Lemma: $V_1$ is countable. Proof: Fix a unit $u$ and let $φ(p)$ be the index of the fracture $u+p$ is within. Assume $φ(p_1)=φ(p_2)$, i.e. $p_1+u,p_2+u∈V_i$. Since $V_i$ is additive, we have $(p_1+u)-(p_2+u)∈V_i$ while also $(p_1+u)-(p_2+u)=p_1-p_2∈V_1$. Therefore $(p_1+u)-(p_2+u)=0$ and $p_1=p_2$, and the mapping is injective.

Lemma: $R$ is countable. Proof: Since $$R=\bigcup_{n∈\mathbb{N}} V_n$$ it remains to show that $V_n$ is countable. We can establish a surjection $$φ : V_0 \times \prod_{i=1}^nV_1 → V_n$$ $$(u,p_1,p_2,...,p_n) \mapsto up_1p_2...p_n$$ Since both $V_0$ and $V_1$ are countable, and finite direct products of sets of a given cardinality retain the same cardinality, we have $V_n$ is countable and now $R$ is countable.

Lemma: There are no nontrivial automorphisms of $R$. Proof: Let $φ$ be a nontrivial automorphism of $R$. Then since $φ$ is defined by its action on units and primes, either $φ$ doesn't fix some prime $p$, or $φ$ doesn't fix some unit $u$ in which case either $φ$ doesn't fix any chosen prime $p'$ or $φ$ doesn't fix $p=up'$; hence in either case we may say $φ(p)≠p$ for some prime $p$.

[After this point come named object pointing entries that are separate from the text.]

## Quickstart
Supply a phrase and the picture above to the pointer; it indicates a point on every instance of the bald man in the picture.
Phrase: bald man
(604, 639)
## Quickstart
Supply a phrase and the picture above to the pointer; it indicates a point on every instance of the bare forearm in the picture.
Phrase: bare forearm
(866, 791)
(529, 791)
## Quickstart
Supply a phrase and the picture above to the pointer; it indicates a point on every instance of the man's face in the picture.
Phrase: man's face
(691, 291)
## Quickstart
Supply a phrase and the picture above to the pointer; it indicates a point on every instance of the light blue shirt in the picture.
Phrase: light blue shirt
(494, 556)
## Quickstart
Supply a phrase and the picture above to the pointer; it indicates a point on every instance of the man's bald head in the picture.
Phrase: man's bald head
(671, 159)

Now, write $1+p∈V_k$, necessarily $k > 1$. For general UFDs, automorphisms send units to units and primes to primes, so also $φ(1+p)∈V_k$. Hence $1+p-φ(1+p)∈V_k$. But also $1+p-φ(1+p)=p-φ(p)∈V_1$, so since $V_1∩V_k=\{0\}$ we must have $p=φ(p)$, a contradiction.

Module Structure: Note that $V_i$ acts as a vector space over $V_0$. We may define a bilinear map of $V_0$-modules $\prod_{i=1}^n V_1 → V_n$ by $(p_1,...,p_n) \mapsto p_1...p_n$ to induce an appropriate homomorphism of $V_0$-modules $\Phi_i : \otimes_{i=1}^n~V_1 → V_n$.

Exact Sequences: Since $V_0$ is a field and $V_1$ a $V_0$-module, we can see that $V_1$ is injective and by an injective homomorphism $V_1 → V_n$ by $x \mapsto p_1^{n-1}x$ we obtain $V_n ≅ V_1 \oplus V_n'$.

Tensor Algebras: $V_1$ is a vector space over $V_0$, and $R$ is a commutative $V_0$ algebra with a natural inclusion linear transformation $V_1 → R$, inducing an appropriate extension homomorphism of $V_0$-algebras $Φ: S(V_1) → R$. This is nonzero on nonzero 1- and 2-tensor sums, but to this end we claim $\ker{Φ}$ is generated by 3-tensor sums. Proceed by induction on $n$ for an $n$-tensor sum $∑_{i=1}^nt_i$ in $\text{ker }Φ$; for any two simple tensors $s_1$ and $s_2$, we have $Φ(s_1+s_2)=Φ(s_3)$ for some simple tensor $s_3$ due to representation in $R$. Therefore, for any simple tensors $s_1$ and $s_2$ let $f(s_1,s_2)$ be a simple tensor such that $s_1+s_2+f(s_1,s_2)$ is in $\text{ker }Φ$. Back to the claim at hand, we observe $$0=Φ(\sum_{i=1}^nt_i)=Φ(t_1+t_2+\sum_{i=3}^nt_i)=Φ(-f(t_1,t_2)+\sum_{i=3}^nt_i)$$ Since $-f(t_1,t_2)+\sum_{i=3}^nt_i$ is an $(n-1)$-tensor sum in $\text{ker }Φ$, by induction it is generated by 3-tensor sums in $\text{ker }Φ$ and we have $\sum_{i=1}^nt_i=-f(t_1,t_2)+\sum_{i=3}^nt_i+(t_1+t_2+f(t_1,t_2))$ to complete the claim.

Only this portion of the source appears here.